Certains d’entre vous ont du remarquer le traitement aimable des interprètes par Claude Lemesle, Président du conseil d’administration de la SACEM dans sa tribune avec Laurent Petitgirard dans le Monde daté du 10 janvier 2006. En consultant le rapport d’activité 2004 de la SACEM, on appréciera mieux l’affirmation selon laquelle les interprètes ne touchant que très peu de droits, ils n’ont rien à perdre à la licence légale mais devraient, s’ils la réclament vraiment, renoncer à leurs cachets initiaux . On y verra que plus de 80% (probablement 90%, voir ci-dessous) des droits collectés par la SACEM sont d’une nature qui ne peut être affectée par la licence légale, même si on suppose que l’existence de celle-ci avait pour effet de supprimer complètement tout revenu de ventes de phonogrammes, vidéogrammes, téléphonie, téléchargement dits légaux et sonneries de téléphone, ce qui parait peu probable pour dire le moins.
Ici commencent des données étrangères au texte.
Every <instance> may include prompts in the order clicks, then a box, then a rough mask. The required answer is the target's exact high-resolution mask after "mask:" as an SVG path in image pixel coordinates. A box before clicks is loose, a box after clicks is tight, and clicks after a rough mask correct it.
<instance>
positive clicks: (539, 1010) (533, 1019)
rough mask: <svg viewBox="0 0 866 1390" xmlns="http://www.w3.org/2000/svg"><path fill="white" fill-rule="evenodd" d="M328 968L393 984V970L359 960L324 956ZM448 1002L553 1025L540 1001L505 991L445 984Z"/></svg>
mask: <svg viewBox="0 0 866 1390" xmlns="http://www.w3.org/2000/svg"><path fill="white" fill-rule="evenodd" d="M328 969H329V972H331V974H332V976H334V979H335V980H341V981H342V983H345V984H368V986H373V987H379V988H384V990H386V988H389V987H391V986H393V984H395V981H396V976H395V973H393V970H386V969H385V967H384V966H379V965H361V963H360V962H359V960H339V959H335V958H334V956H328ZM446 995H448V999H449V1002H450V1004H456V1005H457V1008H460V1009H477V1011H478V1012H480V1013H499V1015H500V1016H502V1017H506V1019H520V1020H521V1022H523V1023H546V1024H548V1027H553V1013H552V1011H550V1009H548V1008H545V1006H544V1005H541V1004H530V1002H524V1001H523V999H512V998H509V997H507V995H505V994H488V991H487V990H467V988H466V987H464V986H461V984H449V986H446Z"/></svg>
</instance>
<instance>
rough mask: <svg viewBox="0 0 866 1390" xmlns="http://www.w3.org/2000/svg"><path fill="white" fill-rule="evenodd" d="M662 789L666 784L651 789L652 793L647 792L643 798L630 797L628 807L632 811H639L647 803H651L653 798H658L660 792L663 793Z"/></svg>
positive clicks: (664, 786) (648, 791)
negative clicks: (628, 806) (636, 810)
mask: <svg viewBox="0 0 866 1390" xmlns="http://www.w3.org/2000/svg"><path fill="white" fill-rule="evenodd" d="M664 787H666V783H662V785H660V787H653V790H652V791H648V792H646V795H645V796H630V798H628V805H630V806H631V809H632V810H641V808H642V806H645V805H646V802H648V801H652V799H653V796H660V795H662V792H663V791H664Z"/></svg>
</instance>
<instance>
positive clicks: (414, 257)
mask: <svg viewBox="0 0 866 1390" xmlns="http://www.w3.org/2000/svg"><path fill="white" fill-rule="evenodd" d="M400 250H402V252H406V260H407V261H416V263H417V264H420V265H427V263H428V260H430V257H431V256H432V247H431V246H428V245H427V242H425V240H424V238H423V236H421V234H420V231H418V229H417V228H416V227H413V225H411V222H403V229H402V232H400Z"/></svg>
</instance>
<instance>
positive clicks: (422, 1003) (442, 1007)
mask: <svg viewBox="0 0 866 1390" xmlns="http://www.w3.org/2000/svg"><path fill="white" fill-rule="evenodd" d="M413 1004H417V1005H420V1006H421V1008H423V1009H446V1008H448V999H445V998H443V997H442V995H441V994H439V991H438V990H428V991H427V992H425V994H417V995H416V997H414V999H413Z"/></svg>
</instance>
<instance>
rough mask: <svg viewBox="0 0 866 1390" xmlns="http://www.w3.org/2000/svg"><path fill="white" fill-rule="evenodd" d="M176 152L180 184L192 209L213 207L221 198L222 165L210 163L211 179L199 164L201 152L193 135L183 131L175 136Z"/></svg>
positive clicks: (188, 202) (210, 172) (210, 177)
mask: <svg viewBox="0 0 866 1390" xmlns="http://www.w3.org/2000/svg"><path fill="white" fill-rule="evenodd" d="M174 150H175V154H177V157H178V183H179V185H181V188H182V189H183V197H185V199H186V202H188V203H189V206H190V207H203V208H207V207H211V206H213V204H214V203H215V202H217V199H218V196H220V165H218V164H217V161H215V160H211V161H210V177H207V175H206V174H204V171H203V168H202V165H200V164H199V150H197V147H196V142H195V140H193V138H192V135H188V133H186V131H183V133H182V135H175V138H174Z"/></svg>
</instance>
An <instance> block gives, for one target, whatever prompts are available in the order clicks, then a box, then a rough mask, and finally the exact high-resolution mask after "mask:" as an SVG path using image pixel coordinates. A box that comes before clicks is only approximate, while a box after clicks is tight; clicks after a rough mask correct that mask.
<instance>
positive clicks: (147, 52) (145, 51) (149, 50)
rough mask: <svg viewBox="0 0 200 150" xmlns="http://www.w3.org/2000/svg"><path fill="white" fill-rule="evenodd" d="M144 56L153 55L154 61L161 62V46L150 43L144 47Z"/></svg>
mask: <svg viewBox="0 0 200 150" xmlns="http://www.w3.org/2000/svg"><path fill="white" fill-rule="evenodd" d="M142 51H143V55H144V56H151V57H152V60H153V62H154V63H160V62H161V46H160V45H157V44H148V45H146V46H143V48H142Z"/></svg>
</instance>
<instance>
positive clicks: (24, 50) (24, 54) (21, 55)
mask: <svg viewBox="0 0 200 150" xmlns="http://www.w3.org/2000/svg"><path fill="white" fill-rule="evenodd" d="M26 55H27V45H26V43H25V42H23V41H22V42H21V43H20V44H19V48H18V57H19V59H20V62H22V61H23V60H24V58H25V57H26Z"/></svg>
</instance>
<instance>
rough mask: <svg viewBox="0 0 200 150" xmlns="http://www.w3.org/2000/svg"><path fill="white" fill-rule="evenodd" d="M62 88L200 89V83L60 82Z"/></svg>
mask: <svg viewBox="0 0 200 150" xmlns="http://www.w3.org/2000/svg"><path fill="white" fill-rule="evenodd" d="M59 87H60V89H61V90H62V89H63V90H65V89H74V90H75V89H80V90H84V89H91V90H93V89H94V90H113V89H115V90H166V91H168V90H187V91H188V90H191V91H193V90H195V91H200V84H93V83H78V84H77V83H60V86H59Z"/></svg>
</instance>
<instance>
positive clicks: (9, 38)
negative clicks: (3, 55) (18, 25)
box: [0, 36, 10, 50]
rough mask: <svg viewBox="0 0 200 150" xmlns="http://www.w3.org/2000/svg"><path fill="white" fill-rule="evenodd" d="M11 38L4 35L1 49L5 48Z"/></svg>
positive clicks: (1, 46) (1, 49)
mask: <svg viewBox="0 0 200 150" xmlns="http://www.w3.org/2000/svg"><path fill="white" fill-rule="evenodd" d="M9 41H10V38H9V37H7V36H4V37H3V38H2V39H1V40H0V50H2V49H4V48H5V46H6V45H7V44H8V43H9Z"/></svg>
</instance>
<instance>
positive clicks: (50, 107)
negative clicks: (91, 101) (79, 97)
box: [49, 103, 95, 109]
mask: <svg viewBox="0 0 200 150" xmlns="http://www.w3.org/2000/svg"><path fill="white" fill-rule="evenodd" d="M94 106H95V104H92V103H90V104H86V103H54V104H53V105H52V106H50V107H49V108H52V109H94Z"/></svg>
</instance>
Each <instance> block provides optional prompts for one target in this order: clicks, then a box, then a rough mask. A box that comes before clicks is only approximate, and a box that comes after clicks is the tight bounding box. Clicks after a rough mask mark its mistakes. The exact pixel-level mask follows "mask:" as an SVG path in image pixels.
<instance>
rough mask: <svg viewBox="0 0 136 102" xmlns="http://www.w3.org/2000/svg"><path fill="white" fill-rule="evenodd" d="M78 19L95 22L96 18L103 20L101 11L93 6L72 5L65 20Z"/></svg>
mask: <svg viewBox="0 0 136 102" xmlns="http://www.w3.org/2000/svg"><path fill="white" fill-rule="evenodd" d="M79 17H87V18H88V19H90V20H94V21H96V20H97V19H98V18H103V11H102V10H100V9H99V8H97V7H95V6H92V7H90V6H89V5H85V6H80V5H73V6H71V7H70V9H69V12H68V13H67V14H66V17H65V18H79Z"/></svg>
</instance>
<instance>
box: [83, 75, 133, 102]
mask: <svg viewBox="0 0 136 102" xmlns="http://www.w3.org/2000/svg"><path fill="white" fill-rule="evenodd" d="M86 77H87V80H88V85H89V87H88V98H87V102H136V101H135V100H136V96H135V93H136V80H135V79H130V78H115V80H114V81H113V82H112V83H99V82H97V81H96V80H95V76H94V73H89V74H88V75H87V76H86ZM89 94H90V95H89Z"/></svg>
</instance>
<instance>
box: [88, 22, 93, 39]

En effet la répartition des sources de droits est la suivante :

A- 33,5% pour les diffusions radio (7,5%) et télévision (26%)
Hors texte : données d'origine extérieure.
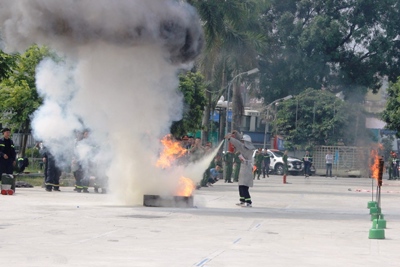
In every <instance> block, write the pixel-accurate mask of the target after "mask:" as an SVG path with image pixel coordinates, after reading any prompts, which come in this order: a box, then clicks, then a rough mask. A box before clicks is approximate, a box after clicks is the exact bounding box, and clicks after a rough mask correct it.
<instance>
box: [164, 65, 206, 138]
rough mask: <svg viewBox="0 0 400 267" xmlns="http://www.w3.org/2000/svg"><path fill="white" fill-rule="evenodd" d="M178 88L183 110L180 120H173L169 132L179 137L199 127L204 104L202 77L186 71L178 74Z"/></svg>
mask: <svg viewBox="0 0 400 267" xmlns="http://www.w3.org/2000/svg"><path fill="white" fill-rule="evenodd" d="M179 90H180V91H181V92H182V94H183V96H184V103H185V110H184V113H183V118H182V119H181V120H180V121H176V122H173V124H172V126H171V134H172V135H174V136H175V137H181V136H182V135H185V134H186V133H188V132H195V131H197V130H199V129H201V123H202V116H203V111H204V107H205V105H206V98H205V94H204V90H205V84H204V78H203V76H202V75H201V74H200V73H194V72H187V73H185V74H181V75H180V76H179Z"/></svg>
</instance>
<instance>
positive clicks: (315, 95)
mask: <svg viewBox="0 0 400 267" xmlns="http://www.w3.org/2000/svg"><path fill="white" fill-rule="evenodd" d="M274 130H275V131H276V133H277V134H280V135H283V136H284V137H285V140H286V141H287V142H286V144H287V147H288V148H295V147H296V148H305V147H308V146H313V145H336V144H337V143H338V142H339V140H340V142H342V141H343V143H345V144H346V145H360V144H363V142H369V141H370V136H369V134H367V133H366V131H365V115H364V113H363V111H362V107H361V106H359V105H355V104H350V103H348V102H345V101H342V100H341V99H339V98H337V97H336V96H335V95H334V94H332V93H331V92H328V91H326V90H314V89H307V90H305V91H304V92H302V93H301V94H299V95H297V96H296V97H294V98H292V99H289V100H286V101H283V102H281V103H280V104H279V105H278V110H277V113H276V119H275V121H274Z"/></svg>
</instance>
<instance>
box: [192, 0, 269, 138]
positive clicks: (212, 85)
mask: <svg viewBox="0 0 400 267" xmlns="http://www.w3.org/2000/svg"><path fill="white" fill-rule="evenodd" d="M188 2H189V3H190V4H192V5H193V6H195V7H196V8H197V11H198V13H199V15H200V17H201V20H202V23H203V25H204V26H203V29H204V32H205V37H206V48H205V51H204V53H203V54H202V56H201V57H200V59H199V60H198V62H197V64H196V67H197V69H198V70H199V71H200V72H201V73H202V74H203V75H204V77H205V79H206V81H207V85H208V86H207V100H208V103H207V109H206V112H205V113H204V116H205V117H204V126H205V129H207V126H208V117H209V115H208V114H210V111H211V110H212V109H214V108H215V106H216V104H217V101H218V99H219V98H220V96H221V95H222V94H225V96H226V95H227V89H228V86H227V84H228V82H229V81H230V80H231V79H232V78H233V77H234V76H236V75H237V74H238V73H241V72H244V71H247V70H250V69H252V68H254V67H255V66H256V65H257V60H256V58H257V55H258V52H259V51H261V48H262V46H263V45H264V43H265V35H264V34H263V33H262V32H261V30H260V24H259V21H258V17H257V14H259V5H260V3H261V2H263V1H252V0H231V1H203V0H188ZM236 82H237V83H234V84H233V86H232V87H231V89H232V93H231V94H230V95H231V97H230V101H232V103H233V113H234V116H233V117H234V124H237V125H239V122H240V119H241V115H242V113H243V110H244V108H243V99H242V98H241V94H240V93H239V86H238V85H239V84H240V83H239V82H240V80H237V81H236ZM225 99H226V98H225ZM204 135H205V136H207V134H206V133H205V134H203V136H204Z"/></svg>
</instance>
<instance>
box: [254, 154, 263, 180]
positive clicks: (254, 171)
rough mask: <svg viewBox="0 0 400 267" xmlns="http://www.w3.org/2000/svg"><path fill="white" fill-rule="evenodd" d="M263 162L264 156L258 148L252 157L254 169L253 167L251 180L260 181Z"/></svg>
mask: <svg viewBox="0 0 400 267" xmlns="http://www.w3.org/2000/svg"><path fill="white" fill-rule="evenodd" d="M263 161H264V155H263V154H262V153H261V148H259V149H258V150H257V152H256V154H255V156H254V167H253V180H255V179H256V176H257V180H260V176H261V167H262V162H263Z"/></svg>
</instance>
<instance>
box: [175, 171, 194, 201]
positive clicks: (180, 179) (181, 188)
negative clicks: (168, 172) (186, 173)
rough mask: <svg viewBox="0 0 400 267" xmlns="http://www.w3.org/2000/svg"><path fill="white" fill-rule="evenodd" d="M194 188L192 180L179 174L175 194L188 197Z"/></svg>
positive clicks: (192, 191)
mask: <svg viewBox="0 0 400 267" xmlns="http://www.w3.org/2000/svg"><path fill="white" fill-rule="evenodd" d="M194 189H195V184H194V182H193V181H192V180H191V179H189V178H186V177H183V176H181V178H180V179H179V184H178V189H177V192H176V194H177V195H178V196H182V197H189V196H191V195H192V193H193V190H194Z"/></svg>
B- 20,5% pour la diffusion publique de musique enregistrée

C- 7% issus de la redevance pour copie privée (supports vierges)

D- 8,5% pour le spectacle vivant et 2% pour le cinéma

E- 9% pour l’étranger

et

F- 19,5% phonogrammes, vidéogrammes, téléphonie, multimédia, téléchargement payants Internet

Qu’on ne croit pas que c’est toute la catégorie F qui serait menacée par l’entrée en vigueur d’une licence légale complète pour les échanges à pair. Il est très peu probable que la vente des sonneries de téléphone soit affectée par la licence légale, bien qu’elle puisse être menacée par un soudain redémarrage des fonctions cognitives des usagers. Quand aux ventes de phonogrammes, vidéogrammes et multimédia sur support, même si on ne peut exclure qu’un développement des échanges pair à pair dans un contexte clairement licite les réduise partiellement (notamment en ce qui concerne les best sellers) toutes les études indépendantes montrent que ce ne sera que pour une partie.

On notera enfin qu’une part significative des droits collectés par la SACEM relèvent déjà de systèmes de licence légale (le cas de la télévision est complexe la partie télédiffusion relevant de la licence légale, mais pas certains activités annexes de reproduction selon un jugement (que je juge contestable, mais qui a la force de la chose jugée) de la cour de cassation du 29 janvier 2002. On ne gardera bien de demander à M. Lemesle de suivre son propre conseil et de proposer aux auteurs et compositeurs de renoncer à ces revenus, ou à ceux qu’ils tirent souvent de l’enseignement.